You'll need about 11 GB of RAM in the default configuration. 7 virtual machines will be created. The cluster was tested on Linux, Mac OS and Windows.
Virtualization needs to be enabled in BIOS. You probably have this enabled, but if things go awry, this might be the problem.
- Open a new terminal.
- Download the configuration by issuing
git clone git@github.com:cosmincatalin/hbase-cluster.git
(orgit clone https://github.com/cosmincatalin/hbase-cluster.git
if you don't have an ssh agent running). - Go into the hbase-cluster directory.
- Issue the magical
vagrant up
- Go make yourself a tea, it can take anywhere between 15 minutes to 40 minutes, depending on your internet connection speed.
- Log in the master
vagrant ssh
- Log in as the base hduser
sudo su - hduser
- Start HBase
./hbase/bin/start-hbase.sh
For whomever wants to understand what actually goes on behind the scenes, here is an explanation of the software stack and the architecture of which the Hadoop cluster is made of.

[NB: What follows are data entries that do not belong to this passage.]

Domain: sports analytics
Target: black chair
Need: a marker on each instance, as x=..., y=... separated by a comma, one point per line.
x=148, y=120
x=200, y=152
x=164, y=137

VirtualBox is a popular software package used for creating virtual machines. It is free to use and exposes an API for working with it. VirtualBox is the foundation of the Hadoop cluster.
Vagrant is an utility that leverages the API of VirtualBox for the creation of virtual machines. Vagrant can be plugged in with different provisioners that configure the virtual machines.
Enter Puppet, which is currently the de-facto industry standard for system configuration automation. Vagrant uses the power of Puppet to configure the Hadoop cluster. Puppet is a Ruby DSL.
The cluster exposes three web applications that can help when working with Hadoop and HBase:
- NameNode - http://localhost:24200
- Task Manager - http://localhost:24201
- Job History Manager - http://localhost:24202
- HBase master - http://localhost:24203
If you actually want to work with the cluster from outside its environment (Eg: run an HBase enabled Java application from your host, connect to Phoenix via JDBC etc.) you will nedd to configure your hosts
configuration file.
192.168.66.71 zookeeper-1
192.168.66.71 zookeeper-2
192.168.66.71 zookeeper-3
192.168.66.60 master
192.168.66.61 slave-1
192.168.66.62 slave-2
192.168.66.63 slave-3
- Hadoop 2.4.0
- Zookeeper 3.4.6
- HBase 0.98.3
- Phoenix 4.0.0
- Sqoop 1.4.4
- Hive 0.13.1
Please don't hesistate to provide feedback.